Violência marca Dia Nacional da Indonésia
Jacarta, 17 (AE-AP) - Pelo menos cinco pessoas morreram na província indonésia de Aceh durante uma manifestação separatista
a sede do movimento pró-independência de Timor Leste foi atingida a balas e estudantes pró-democracia enfrentaram a polícia na capital Jacarta hoje (17), dia do 54º aniversário da independência da Indonésia.
Foram encontrados hoje os corpos de quatro civis no distrito de Jamoaye, em Aceh do Norte, 1.750 quilômetros a noroeste de Jacarta.
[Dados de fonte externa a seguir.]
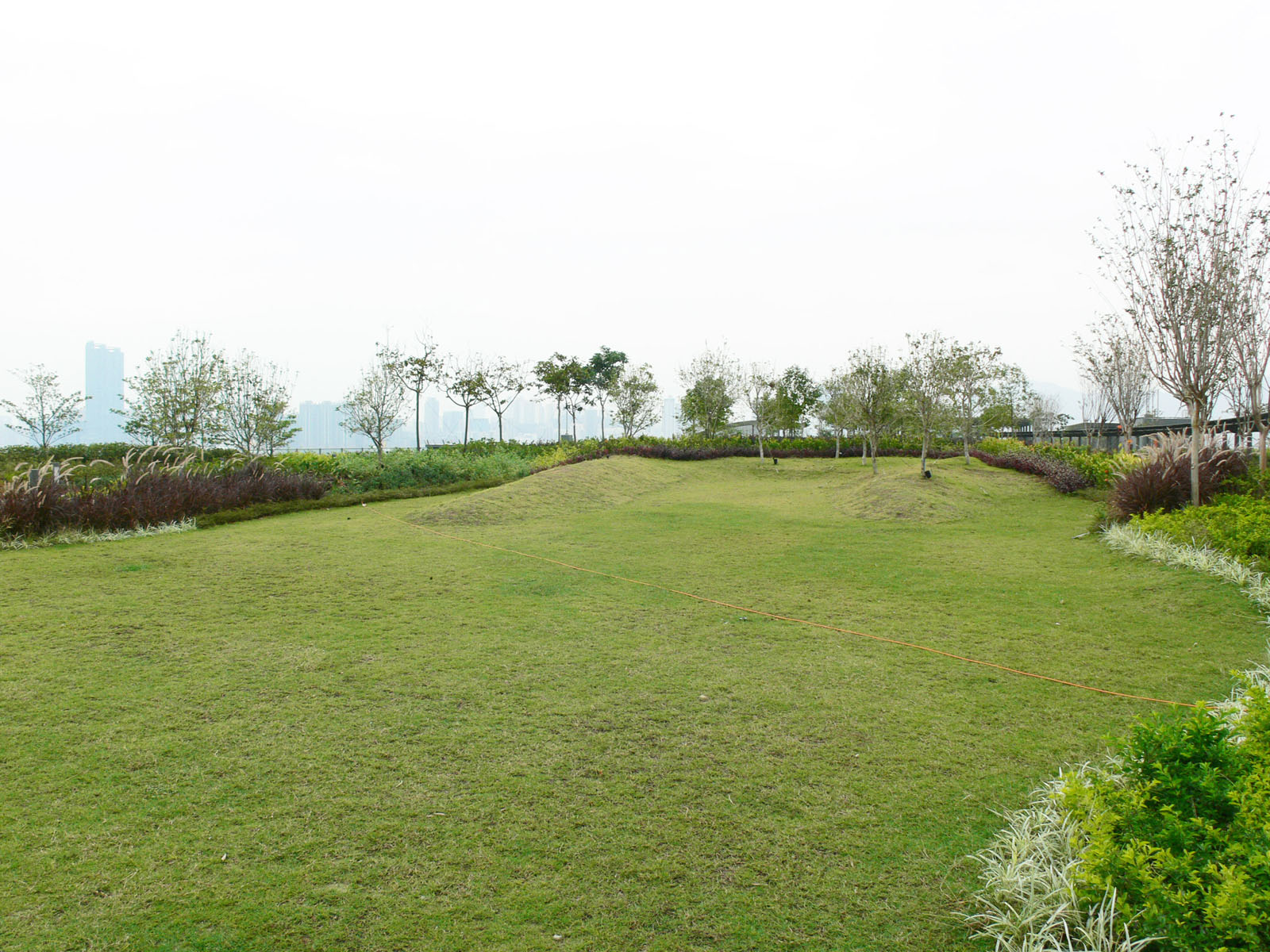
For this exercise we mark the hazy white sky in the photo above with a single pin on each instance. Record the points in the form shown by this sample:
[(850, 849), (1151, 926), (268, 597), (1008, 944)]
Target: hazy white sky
[(794, 178)]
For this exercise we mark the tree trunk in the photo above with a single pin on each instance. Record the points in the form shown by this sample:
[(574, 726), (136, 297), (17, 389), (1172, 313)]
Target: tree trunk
[(1195, 442)]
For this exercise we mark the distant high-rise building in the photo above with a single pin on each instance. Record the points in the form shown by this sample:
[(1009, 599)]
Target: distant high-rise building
[(670, 416), (432, 420), (321, 428), (103, 389)]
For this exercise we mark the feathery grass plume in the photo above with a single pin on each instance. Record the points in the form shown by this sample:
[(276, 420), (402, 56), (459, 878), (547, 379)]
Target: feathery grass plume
[(78, 536), (1160, 549), (1162, 482)]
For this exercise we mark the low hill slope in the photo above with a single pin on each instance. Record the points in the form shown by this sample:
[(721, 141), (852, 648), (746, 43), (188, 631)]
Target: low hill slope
[(564, 490)]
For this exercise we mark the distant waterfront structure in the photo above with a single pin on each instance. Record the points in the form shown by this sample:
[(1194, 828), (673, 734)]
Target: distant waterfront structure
[(103, 386)]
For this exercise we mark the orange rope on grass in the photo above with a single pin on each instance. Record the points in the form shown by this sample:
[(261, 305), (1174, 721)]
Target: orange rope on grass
[(784, 617)]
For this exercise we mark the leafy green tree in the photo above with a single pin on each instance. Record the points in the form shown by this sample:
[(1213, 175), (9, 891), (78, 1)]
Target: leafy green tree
[(874, 386), (761, 393), (713, 382), (637, 400), (254, 399), (927, 385), (374, 408), (836, 409), (606, 370), (797, 397), (554, 380), (178, 399), (973, 370), (465, 386), (581, 391), (418, 372), (46, 414)]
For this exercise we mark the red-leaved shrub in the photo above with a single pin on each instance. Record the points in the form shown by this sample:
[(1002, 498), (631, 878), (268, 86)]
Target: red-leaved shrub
[(1162, 482)]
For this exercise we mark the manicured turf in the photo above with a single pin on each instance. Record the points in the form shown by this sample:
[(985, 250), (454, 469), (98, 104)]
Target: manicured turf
[(333, 730)]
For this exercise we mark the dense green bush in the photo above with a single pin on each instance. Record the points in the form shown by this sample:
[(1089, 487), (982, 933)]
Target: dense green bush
[(1095, 465), (1162, 482), (1183, 833), (1233, 524)]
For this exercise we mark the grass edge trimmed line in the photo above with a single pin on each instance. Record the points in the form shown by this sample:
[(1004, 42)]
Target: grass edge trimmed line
[(337, 501), (1029, 869)]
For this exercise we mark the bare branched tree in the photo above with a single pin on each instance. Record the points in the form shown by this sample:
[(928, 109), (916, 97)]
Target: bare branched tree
[(713, 384), (874, 386), (972, 371), (254, 399), (499, 384), (177, 399), (835, 408), (1045, 412), (1095, 406), (1115, 362), (1250, 351), (374, 406), (1181, 253)]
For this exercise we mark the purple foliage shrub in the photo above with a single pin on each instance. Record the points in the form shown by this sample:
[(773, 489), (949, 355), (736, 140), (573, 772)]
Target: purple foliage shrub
[(144, 494), (1062, 476), (1162, 482)]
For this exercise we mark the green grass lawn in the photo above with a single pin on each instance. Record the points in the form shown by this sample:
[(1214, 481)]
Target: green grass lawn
[(336, 731)]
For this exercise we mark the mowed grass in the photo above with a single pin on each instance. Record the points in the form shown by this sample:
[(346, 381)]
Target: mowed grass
[(338, 731)]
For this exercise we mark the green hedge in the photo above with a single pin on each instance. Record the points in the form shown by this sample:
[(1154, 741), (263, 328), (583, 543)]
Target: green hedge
[(1232, 524), (1098, 466), (1183, 831), (403, 469)]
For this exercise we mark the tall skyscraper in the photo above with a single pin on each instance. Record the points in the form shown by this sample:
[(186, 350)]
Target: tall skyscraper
[(103, 386)]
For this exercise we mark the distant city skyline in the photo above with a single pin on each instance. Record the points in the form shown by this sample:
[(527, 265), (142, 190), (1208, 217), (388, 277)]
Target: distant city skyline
[(521, 179)]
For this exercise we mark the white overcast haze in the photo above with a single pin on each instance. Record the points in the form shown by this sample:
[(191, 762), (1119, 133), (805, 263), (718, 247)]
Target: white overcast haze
[(795, 179)]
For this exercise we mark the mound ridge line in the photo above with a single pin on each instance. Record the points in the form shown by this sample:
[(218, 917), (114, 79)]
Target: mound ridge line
[(784, 617)]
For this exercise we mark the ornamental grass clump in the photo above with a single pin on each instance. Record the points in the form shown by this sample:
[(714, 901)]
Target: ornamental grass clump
[(1162, 482), (149, 488)]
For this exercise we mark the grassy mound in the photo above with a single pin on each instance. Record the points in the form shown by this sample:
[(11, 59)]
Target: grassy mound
[(333, 730), (560, 493)]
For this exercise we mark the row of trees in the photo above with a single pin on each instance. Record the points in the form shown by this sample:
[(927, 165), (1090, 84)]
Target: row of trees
[(376, 406), (939, 386)]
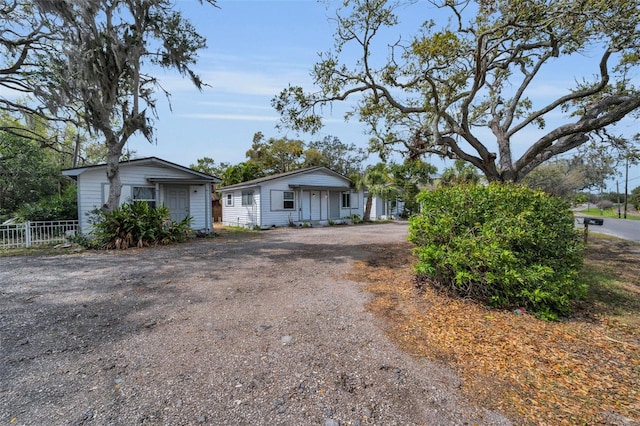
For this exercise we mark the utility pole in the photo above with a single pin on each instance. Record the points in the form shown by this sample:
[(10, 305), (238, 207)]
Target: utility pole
[(618, 192), (626, 188)]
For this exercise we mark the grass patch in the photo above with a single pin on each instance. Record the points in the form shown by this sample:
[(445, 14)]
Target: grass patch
[(583, 370)]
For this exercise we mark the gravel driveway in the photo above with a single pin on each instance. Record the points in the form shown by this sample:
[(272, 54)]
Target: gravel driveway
[(256, 328)]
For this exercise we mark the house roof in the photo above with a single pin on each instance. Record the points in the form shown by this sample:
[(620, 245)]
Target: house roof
[(257, 182), (195, 175)]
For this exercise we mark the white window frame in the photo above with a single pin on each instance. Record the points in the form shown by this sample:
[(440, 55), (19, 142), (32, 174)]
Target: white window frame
[(346, 196), (285, 200), (247, 198)]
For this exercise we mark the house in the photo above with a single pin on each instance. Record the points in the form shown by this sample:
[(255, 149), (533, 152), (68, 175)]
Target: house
[(315, 195), (383, 209), (184, 191)]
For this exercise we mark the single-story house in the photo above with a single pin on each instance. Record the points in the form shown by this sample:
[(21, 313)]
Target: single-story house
[(314, 195), (184, 191), (382, 209)]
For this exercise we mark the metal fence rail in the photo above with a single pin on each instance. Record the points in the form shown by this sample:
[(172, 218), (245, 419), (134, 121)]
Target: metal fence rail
[(28, 234)]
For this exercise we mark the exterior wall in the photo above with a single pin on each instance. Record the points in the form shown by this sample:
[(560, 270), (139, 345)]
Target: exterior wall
[(239, 215), (200, 206), (93, 191), (381, 209), (273, 213)]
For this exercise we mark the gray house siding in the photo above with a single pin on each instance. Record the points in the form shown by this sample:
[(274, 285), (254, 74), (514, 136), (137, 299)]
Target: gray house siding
[(156, 175), (304, 196)]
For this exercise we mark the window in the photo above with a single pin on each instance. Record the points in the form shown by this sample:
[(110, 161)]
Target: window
[(346, 200), (247, 198), (288, 200), (145, 193)]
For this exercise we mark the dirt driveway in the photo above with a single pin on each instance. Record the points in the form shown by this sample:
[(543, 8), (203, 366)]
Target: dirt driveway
[(258, 328)]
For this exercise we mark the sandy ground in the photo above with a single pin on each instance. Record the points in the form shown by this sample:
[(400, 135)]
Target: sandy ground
[(250, 329)]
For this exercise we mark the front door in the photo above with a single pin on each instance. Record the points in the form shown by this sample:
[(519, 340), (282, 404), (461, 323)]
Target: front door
[(178, 203)]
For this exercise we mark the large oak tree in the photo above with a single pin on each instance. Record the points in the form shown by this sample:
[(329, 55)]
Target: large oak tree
[(99, 63), (473, 73)]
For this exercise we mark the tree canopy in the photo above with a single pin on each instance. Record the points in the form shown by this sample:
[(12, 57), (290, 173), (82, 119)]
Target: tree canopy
[(472, 70), (97, 64)]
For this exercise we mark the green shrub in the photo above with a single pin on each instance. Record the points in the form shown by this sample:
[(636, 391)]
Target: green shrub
[(505, 245), (137, 225)]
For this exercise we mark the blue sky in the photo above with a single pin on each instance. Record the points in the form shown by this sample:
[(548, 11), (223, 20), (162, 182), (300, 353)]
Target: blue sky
[(255, 49)]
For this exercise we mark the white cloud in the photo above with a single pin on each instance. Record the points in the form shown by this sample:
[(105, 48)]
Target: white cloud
[(235, 117)]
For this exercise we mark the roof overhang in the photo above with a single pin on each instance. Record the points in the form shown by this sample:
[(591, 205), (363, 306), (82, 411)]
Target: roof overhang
[(320, 187), (179, 181)]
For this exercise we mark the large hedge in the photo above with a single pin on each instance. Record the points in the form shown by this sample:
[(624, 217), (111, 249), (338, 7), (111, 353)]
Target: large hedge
[(505, 245), (137, 224)]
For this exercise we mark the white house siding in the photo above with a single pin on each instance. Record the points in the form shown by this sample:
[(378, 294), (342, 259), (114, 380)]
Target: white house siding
[(199, 207), (269, 208), (239, 215), (93, 191)]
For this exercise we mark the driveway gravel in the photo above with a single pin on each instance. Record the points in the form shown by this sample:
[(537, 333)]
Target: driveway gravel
[(244, 329)]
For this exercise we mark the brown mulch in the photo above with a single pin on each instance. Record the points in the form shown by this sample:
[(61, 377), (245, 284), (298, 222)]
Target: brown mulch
[(584, 370)]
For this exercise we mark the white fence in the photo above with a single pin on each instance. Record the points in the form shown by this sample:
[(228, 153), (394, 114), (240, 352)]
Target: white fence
[(28, 234)]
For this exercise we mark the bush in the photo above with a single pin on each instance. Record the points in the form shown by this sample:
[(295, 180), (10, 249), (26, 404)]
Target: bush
[(505, 245), (137, 225)]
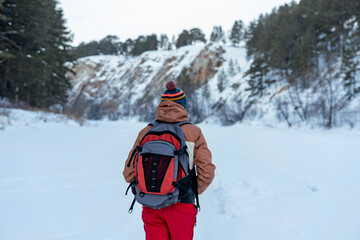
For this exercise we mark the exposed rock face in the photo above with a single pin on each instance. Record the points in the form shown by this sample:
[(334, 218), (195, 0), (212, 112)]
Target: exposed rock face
[(116, 86)]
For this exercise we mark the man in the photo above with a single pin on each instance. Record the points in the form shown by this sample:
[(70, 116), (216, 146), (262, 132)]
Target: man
[(176, 222)]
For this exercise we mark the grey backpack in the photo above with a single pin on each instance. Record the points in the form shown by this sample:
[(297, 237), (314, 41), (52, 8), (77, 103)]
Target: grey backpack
[(162, 174)]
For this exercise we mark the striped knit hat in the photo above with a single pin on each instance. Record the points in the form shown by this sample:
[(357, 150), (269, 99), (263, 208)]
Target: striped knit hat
[(174, 94)]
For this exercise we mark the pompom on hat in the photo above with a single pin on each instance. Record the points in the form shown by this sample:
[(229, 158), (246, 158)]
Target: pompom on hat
[(174, 94)]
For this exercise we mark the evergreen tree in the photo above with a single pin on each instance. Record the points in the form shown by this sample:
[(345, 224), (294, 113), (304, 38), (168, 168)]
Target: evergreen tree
[(197, 35), (258, 81), (164, 43), (237, 33), (222, 80), (109, 45), (350, 62), (217, 35), (37, 39), (143, 44), (232, 70)]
Todos tiveram a garganta cortada, informou Jacob Hamzah
líder de um grupo local de direitos humanos.
Segundo Hamzah, os homens tinham sido sequestrados ontem pela manhã, na vila de Ulee Gle, por aproximadamente 30 homens armados e vestidos com uniformes militares.
Enquanto isso, em Aceh do Sul, um pistoleiro não identificado matou um soldado a tiros hoje de manhã, informaram testemunhas.
Em Timor Leste, pistoleiros não identificados abriram fogo hoje contra escritórios do grupo a favor da independência da ex-colônia portuguesa. Horas antes, legalistas se agruparam para comemorar o que pode ser o último dia nacional indonésio no território.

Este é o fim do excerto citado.